Graham Alan S, Chandrashekharaiah Girish, Citak Agop, Wetzel Randall C, Newth Christopher J L
Department of Pediatrics, Division of Pediatric Critical Care, Oregon Health and Science University, 707 S.W. Gaines Street, Portland, OR 97239-2901, USA.
Intensive Care Med. 2007 Jan;33(1):120-7. doi: 10.1007/s00134-006-0445-6. Epub 2006 Nov 17.
Children with peripheral airways obstruction suffer the negative effects of intrinsic positive end-expiratory pressure: increased work of breathing and difficulty triggering assisted ventilatory support. We examined whether external positive end-expiratory pressure to offset intrinsic positive end-expiratory pressure decreases work of breathing in children with peripheral airways obstruction. The change in work of breathing with incremental pressure support was also tested.
Prospective clinical trial in a pediatric intensive care unit.
Eleven mechanically ventilated, spontaneously breathing children with peripheral airways obstruction.

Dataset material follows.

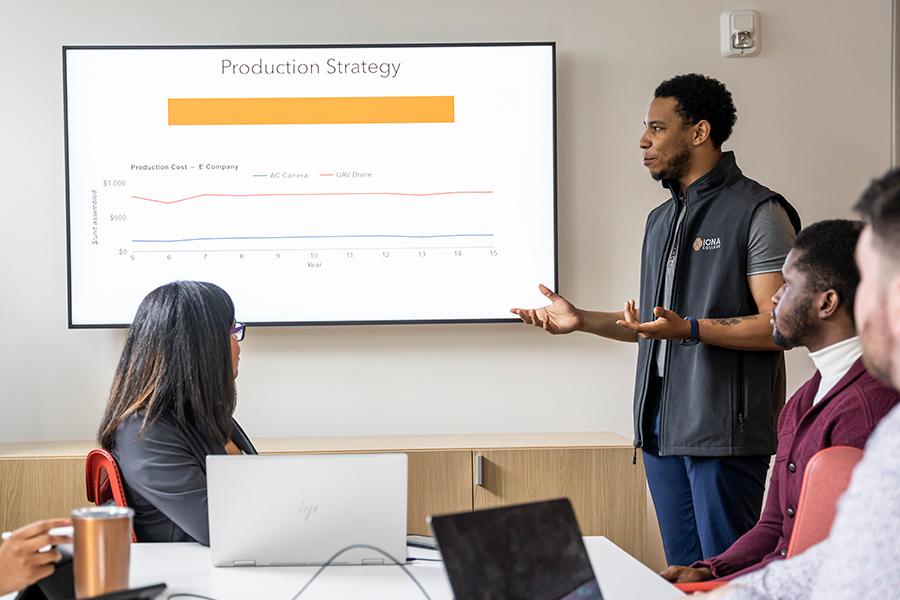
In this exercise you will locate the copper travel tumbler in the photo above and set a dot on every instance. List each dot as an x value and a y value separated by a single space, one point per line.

Work of breathing (using pressure-rate product as a surrogate) was measured in three tiers: (a) Increasing pressure support over zero end-expiratory pressure. (b) Increasing applied positive end-expiratory pressure and fixed pressure support. The level of applied positive end-expiratory pressure at which pressure-rate product was least determined the compensatory positive end-expiratory pressure. (c) Increasing pressure support over compensatory (fixed) positive end-expiratory pressure.
Increases in pressure support alone decreased pressure-rate product from mean 724+/-311 to 403+/-192 cmH2O/min. Applied positive end-expiratory pressure alone decreased pressure-rate product from mean 608+/-301 to 250+/-169 cmH2O/min. The lowest pressure-rate product (136+/-128 cmH2O/min) was achieved using compensatory positive end-expiratory pressure (12+/-4 cmH2O) with pressure support 16 cmH2O.
For children with peripheral airways obstruction who require assisted ventilation, work of breathing during spontaneous breaths is decreased by the application of either compensatory positive end-expiratory pressure or pressure support.
患有外周气道阻塞的儿童会受到内源性呼气末正压的负面影响:呼吸功增加以及触发辅助通气支持困难。我们研究了通过施加外源性呼气末正压来抵消内源性呼气末正压是否能降低患有外周气道阻塞儿童的呼吸功。还测试了随着压力支持增加呼吸功的变化情况。
在儿科重症监护病房进行的前瞻性临床试验。
11名接受机械通气、自主呼吸的外周气道阻塞儿童。
分三个阶段测量呼吸功(使用压力 - 频率乘积作为替代指标):(a) 在呼气末正压为零的基础上增加压力支持。(b) 增加施加的呼气末正压并固定压力支持。压力 - 频率乘积最小时所施加的呼气末正压水平确定为代偿性呼气末正压。(c) 在代偿性(固定)呼气末正压基础上增加压力支持。
仅增加压力支持可使压力 - 频率乘积从平均724±311厘米水柱/分钟降至403±192厘米水柱/分钟。仅施加呼气末正压可使压力 - 频率乘积从平均608±301厘米水柱/分钟降至250±169厘米水柱/分钟。使用16厘米水柱的压力支持和12±4厘米水柱的代偿性呼气末正压时达到最低压力 - 频率乘积(136±128厘米水柱/分钟)。
对于需要辅助通气的外周气道阻塞儿童,施加代偿性呼气末正压或压力支持均可降低自主呼吸时的呼吸功。